It doesnt take too long to process that far, but it starts really slowing down at around 350,000. I think that is when p2sh started being used a lot more and tx just got bigger and more complicated
P2SH should actually speed up parallel verification. You can fully validate a P2SH transaction without looking at any other transactions.
The only serial part is connecting it to the inputs. That requires verifying that the inputs >= outputs and also that running a Hash160 for each input to make sure that the sub-script matches the hash.
User veqtrus on Reddit informs me that checkpoints were phased out after v10.0 (headers-first). If that's so, then they're basically irrelevant now. Block #295000 is really ancient history.

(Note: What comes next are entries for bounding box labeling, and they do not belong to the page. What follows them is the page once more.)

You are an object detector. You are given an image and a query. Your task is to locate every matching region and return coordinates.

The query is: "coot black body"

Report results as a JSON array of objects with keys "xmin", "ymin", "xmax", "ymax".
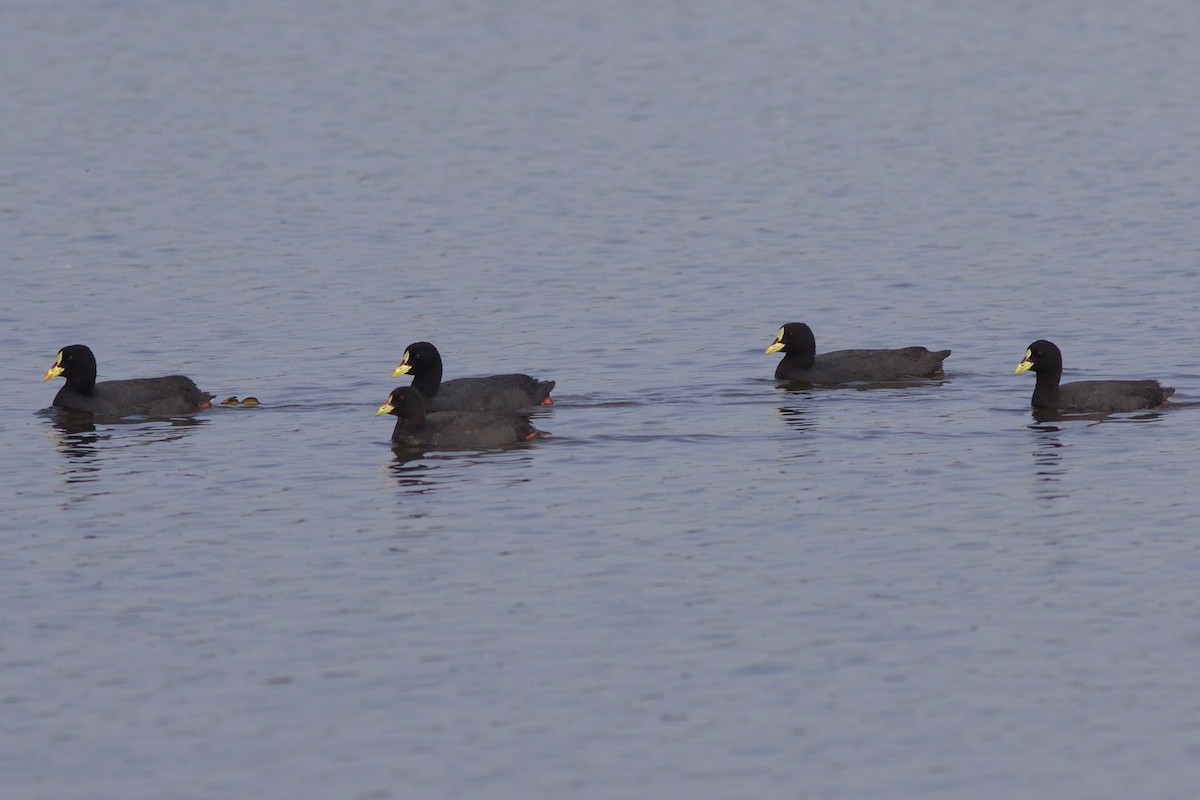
[
  {"xmin": 767, "ymin": 323, "xmax": 950, "ymax": 384},
  {"xmin": 43, "ymin": 344, "xmax": 212, "ymax": 417},
  {"xmin": 1013, "ymin": 339, "xmax": 1175, "ymax": 413},
  {"xmin": 391, "ymin": 342, "xmax": 554, "ymax": 411},
  {"xmin": 376, "ymin": 386, "xmax": 540, "ymax": 450}
]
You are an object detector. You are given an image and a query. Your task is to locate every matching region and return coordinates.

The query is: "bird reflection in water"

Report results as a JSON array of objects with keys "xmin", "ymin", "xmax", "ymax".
[
  {"xmin": 47, "ymin": 408, "xmax": 208, "ymax": 483},
  {"xmin": 1030, "ymin": 423, "xmax": 1067, "ymax": 500}
]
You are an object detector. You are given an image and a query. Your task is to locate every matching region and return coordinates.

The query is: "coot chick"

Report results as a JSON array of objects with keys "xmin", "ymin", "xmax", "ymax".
[
  {"xmin": 391, "ymin": 342, "xmax": 554, "ymax": 411},
  {"xmin": 42, "ymin": 344, "xmax": 212, "ymax": 416},
  {"xmin": 376, "ymin": 386, "xmax": 540, "ymax": 450},
  {"xmin": 1013, "ymin": 339, "xmax": 1175, "ymax": 413},
  {"xmin": 767, "ymin": 323, "xmax": 950, "ymax": 384}
]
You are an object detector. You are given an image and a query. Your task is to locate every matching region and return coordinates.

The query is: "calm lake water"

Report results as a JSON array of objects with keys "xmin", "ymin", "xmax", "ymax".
[{"xmin": 0, "ymin": 0, "xmax": 1200, "ymax": 800}]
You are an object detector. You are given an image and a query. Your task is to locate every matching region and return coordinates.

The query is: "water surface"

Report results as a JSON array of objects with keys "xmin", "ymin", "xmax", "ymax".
[{"xmin": 0, "ymin": 0, "xmax": 1200, "ymax": 800}]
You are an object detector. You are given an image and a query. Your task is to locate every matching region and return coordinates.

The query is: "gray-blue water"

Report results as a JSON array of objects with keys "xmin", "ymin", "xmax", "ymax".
[{"xmin": 0, "ymin": 0, "xmax": 1200, "ymax": 800}]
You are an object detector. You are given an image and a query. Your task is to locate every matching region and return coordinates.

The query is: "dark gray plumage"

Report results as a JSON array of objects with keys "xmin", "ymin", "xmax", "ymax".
[
  {"xmin": 376, "ymin": 386, "xmax": 540, "ymax": 450},
  {"xmin": 767, "ymin": 323, "xmax": 950, "ymax": 384},
  {"xmin": 1014, "ymin": 339, "xmax": 1175, "ymax": 413},
  {"xmin": 391, "ymin": 342, "xmax": 554, "ymax": 411},
  {"xmin": 43, "ymin": 344, "xmax": 212, "ymax": 416}
]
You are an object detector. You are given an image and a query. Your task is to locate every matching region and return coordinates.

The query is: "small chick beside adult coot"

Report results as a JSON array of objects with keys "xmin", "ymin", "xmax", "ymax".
[
  {"xmin": 376, "ymin": 386, "xmax": 540, "ymax": 450},
  {"xmin": 42, "ymin": 344, "xmax": 212, "ymax": 416},
  {"xmin": 391, "ymin": 342, "xmax": 554, "ymax": 411},
  {"xmin": 1013, "ymin": 339, "xmax": 1175, "ymax": 411},
  {"xmin": 767, "ymin": 323, "xmax": 950, "ymax": 384}
]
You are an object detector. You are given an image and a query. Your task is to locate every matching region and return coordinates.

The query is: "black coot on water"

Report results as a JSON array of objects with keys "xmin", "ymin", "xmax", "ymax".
[
  {"xmin": 376, "ymin": 386, "xmax": 540, "ymax": 450},
  {"xmin": 767, "ymin": 323, "xmax": 950, "ymax": 384},
  {"xmin": 43, "ymin": 344, "xmax": 212, "ymax": 416},
  {"xmin": 391, "ymin": 342, "xmax": 554, "ymax": 411},
  {"xmin": 1013, "ymin": 339, "xmax": 1175, "ymax": 413}
]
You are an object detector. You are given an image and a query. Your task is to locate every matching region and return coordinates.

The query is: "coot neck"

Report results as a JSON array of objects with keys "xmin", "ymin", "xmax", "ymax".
[
  {"xmin": 1032, "ymin": 369, "xmax": 1062, "ymax": 409},
  {"xmin": 413, "ymin": 359, "xmax": 442, "ymax": 401}
]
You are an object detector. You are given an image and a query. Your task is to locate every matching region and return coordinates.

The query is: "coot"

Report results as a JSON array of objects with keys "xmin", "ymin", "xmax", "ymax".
[
  {"xmin": 767, "ymin": 323, "xmax": 950, "ymax": 384},
  {"xmin": 376, "ymin": 386, "xmax": 540, "ymax": 450},
  {"xmin": 391, "ymin": 342, "xmax": 554, "ymax": 411},
  {"xmin": 1013, "ymin": 339, "xmax": 1175, "ymax": 413},
  {"xmin": 43, "ymin": 344, "xmax": 212, "ymax": 416}
]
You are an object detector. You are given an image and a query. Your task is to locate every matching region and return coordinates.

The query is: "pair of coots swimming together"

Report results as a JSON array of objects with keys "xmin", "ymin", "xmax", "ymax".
[
  {"xmin": 44, "ymin": 323, "xmax": 1175, "ymax": 450},
  {"xmin": 44, "ymin": 342, "xmax": 554, "ymax": 450}
]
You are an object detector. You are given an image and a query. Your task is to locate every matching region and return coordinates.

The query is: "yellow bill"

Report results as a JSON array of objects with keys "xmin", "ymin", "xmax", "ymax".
[
  {"xmin": 42, "ymin": 350, "xmax": 62, "ymax": 380},
  {"xmin": 1013, "ymin": 350, "xmax": 1033, "ymax": 375},
  {"xmin": 766, "ymin": 327, "xmax": 784, "ymax": 355},
  {"xmin": 391, "ymin": 350, "xmax": 413, "ymax": 378}
]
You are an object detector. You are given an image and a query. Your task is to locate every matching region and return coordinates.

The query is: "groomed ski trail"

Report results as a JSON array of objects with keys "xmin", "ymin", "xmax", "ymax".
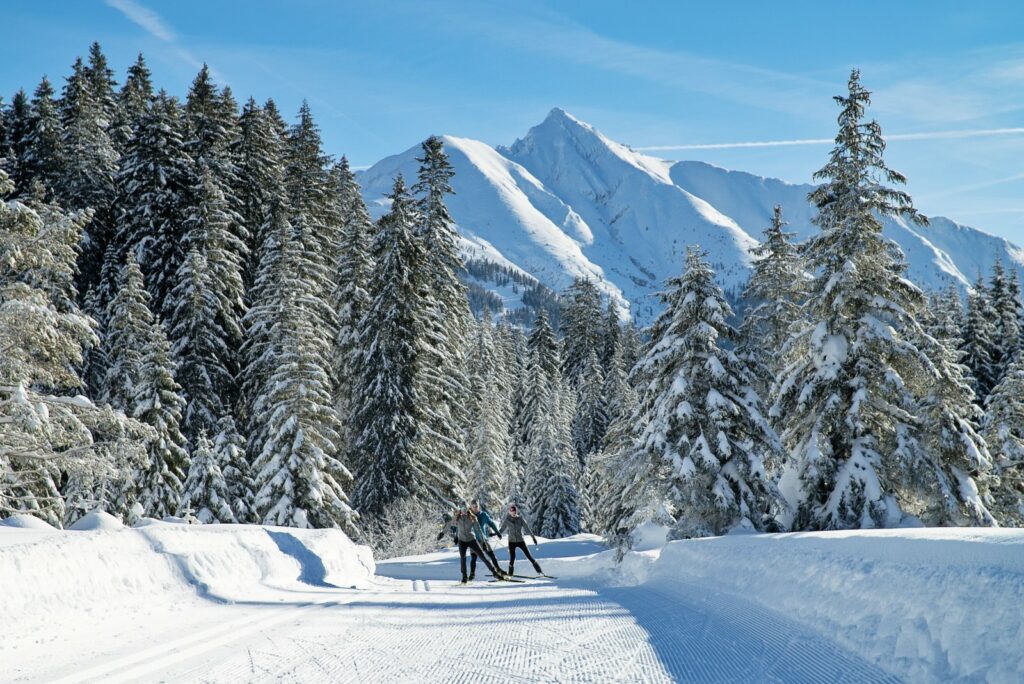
[{"xmin": 16, "ymin": 541, "xmax": 895, "ymax": 684}]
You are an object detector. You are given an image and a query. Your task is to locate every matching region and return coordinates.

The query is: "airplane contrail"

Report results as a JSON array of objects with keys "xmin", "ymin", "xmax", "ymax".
[{"xmin": 637, "ymin": 128, "xmax": 1024, "ymax": 152}]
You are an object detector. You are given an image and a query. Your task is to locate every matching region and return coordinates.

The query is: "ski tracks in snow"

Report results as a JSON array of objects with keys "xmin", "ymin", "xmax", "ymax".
[{"xmin": 28, "ymin": 540, "xmax": 895, "ymax": 684}]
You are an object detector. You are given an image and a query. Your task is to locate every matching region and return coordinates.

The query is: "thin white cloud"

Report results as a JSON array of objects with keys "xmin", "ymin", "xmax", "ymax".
[
  {"xmin": 105, "ymin": 0, "xmax": 177, "ymax": 43},
  {"xmin": 103, "ymin": 0, "xmax": 207, "ymax": 73},
  {"xmin": 637, "ymin": 128, "xmax": 1024, "ymax": 152}
]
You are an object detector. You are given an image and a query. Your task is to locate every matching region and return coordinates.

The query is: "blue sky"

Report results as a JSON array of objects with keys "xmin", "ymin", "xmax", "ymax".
[{"xmin": 0, "ymin": 0, "xmax": 1024, "ymax": 244}]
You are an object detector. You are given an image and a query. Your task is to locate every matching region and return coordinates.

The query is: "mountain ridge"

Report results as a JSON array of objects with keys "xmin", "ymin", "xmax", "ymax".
[{"xmin": 357, "ymin": 108, "xmax": 1024, "ymax": 324}]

Block 295000 has a difficulty of 6119726089. With a 4 GH/s miners, you could find a header that builds on that block every 200 years or so. For that effort, you can force everyone in the network to store 80 bytes of data.
Before headers first, you could force everyone on the network to store a 1MB of data, since you could force them to store a full block. With headers first, they will accept and store your header [
*], but won't download the full block, since it isn't on the longest chain.
It is a cost tradeoff. The latest block has a difficulty of 1880739956. Even if that was the checkpoint, it would only be around 3 times harder to create fake blocks. Moving to headers first improved things by 12,500 (1MB / 80 bytes).
Headers first combined with 295000 as a checkpoint gives 3841 times better protection than blocks-only and 399953 as a checkpoint.
[
*] Actually, I am not sure if they even commit it to disk. It might just waste 80 bytes of RAM.